The El Paso City Council voted Tuesday to oppose a 27 percent natural gas rate increase requested by Texas Gas Service (TGS). The move comes after a public hearing where residents heard directly from the company and city advisors, culminating in a resolution that followed months of technical review, legal analysis, and community meetings across the city’s districts.
The rejected proposal was part of a broader TGS initiative to consolidate its service areas across West Texas, the Central Gulf region, and the Rio Grande Valley into a single, unified rate structure. The company had argued that it faces a statewide revenue shortfall of $41.1 million, with $28.3 million of that attributed to the West North area, which includes El Paso.

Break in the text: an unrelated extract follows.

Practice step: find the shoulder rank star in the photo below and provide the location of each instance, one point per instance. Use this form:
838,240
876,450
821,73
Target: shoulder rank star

However, a financial analysis commissioned by the city concluded that the consolidation would disproportionately burden El Paso residents. While customers in the city would face an average 27 percent increase, those in other regions—particularly the Rio Grande Valley—would actually see their bills decrease. Experts hired by the city contended that TGS’s proposal does not accurately reflect the actual infrastructure costs or the specific service conditions in El Paso.
With the City Council’s formal rejection, the case will now be escalated to the Texas Railroad Commission, the state’s regulatory body, which is expected to issue a final ruling in early 2026. In the interim, the city administration has stated it will remain in negotiations with TGS and other involved parties to explore alternative solutions that avoid a disproportionate financial impact on local users.
City officials affirmed their commitment to presenting a robust case before the state commission to ensure any future rate adjustment is both balanced and appropriate for the El Paso community.